Eni, il ministero dell’Economia cede il 2,8% del capitale

Il Mef annuncia la cessione del 2,8% di Eni nella logica del processo di privatizzazioni previsto dalla Nadef: ai prezzi attuali di mercato e senza sconti, il controvalore dell'operazione è di 1,4 miliardi.

Foto di Riccardo Castrichini

Riccardo Castrichini

Giornalista

Nato a Latina nel 1991, è laureato in Economia e Marketing e ha un Master in Radio, Tv e Web Content. Ha collaborato con molte redazioni e radio.

Il ministero dell’Economia e delle Finanze ha annunciato l’avvio di una procedura accelerata per la cessione del 2,8 per cento del capitale sociale di Eni, pari a 91,97 milioni di titoli del gruppo che ha nel logo il Cane a sei zampe. Il dicastero guidato dal leghista Giancarlo Giorgetti ha dato il proprio via libera a mercati chiusi, con la cessione che, stando agli attuali prezzi di mercato e non considerati i plausibili sconti, dovrebbe garantire un controvalore di 1,4 miliardi di euro.

Il ministero dell’Economia cede Eni

Con l’annunciata operazione di cessione di parte del capitale sociale di Eni, il ministero dell’Economia e delle Finanze si muove in maniera netta verso la direzione delle privatizzazioni. Eni, inoltre, non è una società qualsiasi, ma è una di quelle quotate più importanti sulla quale ha il controllo il Mef. La cessione interessa nello specifico il 2,8 per cento del capitale sociale, con il dicastero che, avvalendosi di una procedura accelerata di raccolta ordini, nota come Accelerated Book Building, decide di mettere sul mercato 91,97 milioni di azioni ordinarie di Eni. Il ritorno dovrebbe essere di 1,4 miliardi di euro, anche se non è sbagliato pensare che, così come avvenuto in passato in casi simili come quello di Monte dei Paschi di Siena, si possa valutare l’ipotesi di applicare uno sconto sui titoli.

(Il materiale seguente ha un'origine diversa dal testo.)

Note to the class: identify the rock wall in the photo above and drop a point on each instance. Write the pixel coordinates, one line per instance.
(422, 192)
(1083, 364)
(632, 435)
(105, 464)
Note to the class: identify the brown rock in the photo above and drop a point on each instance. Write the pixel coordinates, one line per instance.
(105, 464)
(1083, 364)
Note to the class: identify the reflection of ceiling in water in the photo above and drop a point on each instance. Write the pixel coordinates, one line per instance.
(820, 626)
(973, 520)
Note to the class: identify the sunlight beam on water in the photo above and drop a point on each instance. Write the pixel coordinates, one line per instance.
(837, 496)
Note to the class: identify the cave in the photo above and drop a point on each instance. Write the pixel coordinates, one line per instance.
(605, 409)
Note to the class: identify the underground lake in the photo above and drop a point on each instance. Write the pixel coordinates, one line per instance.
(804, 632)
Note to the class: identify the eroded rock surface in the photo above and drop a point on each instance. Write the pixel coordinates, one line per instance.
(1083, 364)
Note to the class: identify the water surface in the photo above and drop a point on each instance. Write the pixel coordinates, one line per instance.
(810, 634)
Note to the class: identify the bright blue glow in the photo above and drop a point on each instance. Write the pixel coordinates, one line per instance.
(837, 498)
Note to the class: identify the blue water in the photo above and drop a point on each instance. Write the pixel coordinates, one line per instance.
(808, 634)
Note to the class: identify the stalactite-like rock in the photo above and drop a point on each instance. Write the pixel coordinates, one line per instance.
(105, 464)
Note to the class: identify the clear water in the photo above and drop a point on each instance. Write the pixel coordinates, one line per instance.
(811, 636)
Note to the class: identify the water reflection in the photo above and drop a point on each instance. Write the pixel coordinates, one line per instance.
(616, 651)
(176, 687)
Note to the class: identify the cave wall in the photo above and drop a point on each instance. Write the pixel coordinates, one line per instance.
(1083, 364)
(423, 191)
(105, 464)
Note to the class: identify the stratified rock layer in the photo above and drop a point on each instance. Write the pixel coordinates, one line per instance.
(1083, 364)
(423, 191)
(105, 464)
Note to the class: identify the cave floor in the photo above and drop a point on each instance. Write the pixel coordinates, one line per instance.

L’operazione attraverso un consorzio di banche

Così come riferito dal ministero guidato da Giancarlo Giorgetti, l’operazione di cessione del capitale di Eni è stata condotta da un consorzio di banche composto, nello specifico, da Goldman Sachs International Jefferies e UBS Europe come Joint Global Coordinators e Joint Bookrunners. L’obiettivo, dicono dal dicastero, è “promuovere il collocamento delle azioni presso investitori qualificati in Italia e investitori istituzionali esteri”.

Le promesse del ministero dell’Economia su Eni

La dichiarazione di cessione di parte del capitale di Eni è stata accompagnata anche da una promessa del ministero dell’Economia e delle Finanze a Joint Global Coordinators e Joint Bookrunners, ovvero l’impegno a non vendere sul mercato altre azioni della società del Cane a sei zampa per un periodo della durata di 90 giorni. Più nel dettaglio, la cessione non potrà avverarsi nell’arco di tempo indicato senza il consenso delle stesse. È stato inoltre precisato dal Mef che i termini finali dell’operazione di cessione delle azioni di Eni verranno resi pubblici soltanto a conclusione del loro collocamento.

Il processo di privatizzazione

Attualmente il ministero dell’Economia e delle Finanze detiene il 4,797 per cento dell’Eni, mentre la controllata Cassa Depositi e Prestiti ha il 28,5 per cento. La decisione di cedere parte del capitale sociale è figlio del processo di privatizzazione annunciato dal governo italiano nella Nadef, il quale ha il principale obiettivo, entro il 2026, di contenere la dinamica del debito pubblico. Il piano prevede, più nello specifico, la cessione di quote di partecipazione in imprese private che, complessivamente, corrispondono all’1 per cento del Pil del Paese. In Italia, secondo l’Istat, nel 2021 erano 7.808 le imprese private partecipate direttamente o indirettamente dallo Stato, con il focus del governo che sembra però essere interessato alle realtà economiche partecipate direttamente o indirettamente dal ministero dell’Economia. Si tratta di 37 società, solo 6 delle quali quotate in Borsa.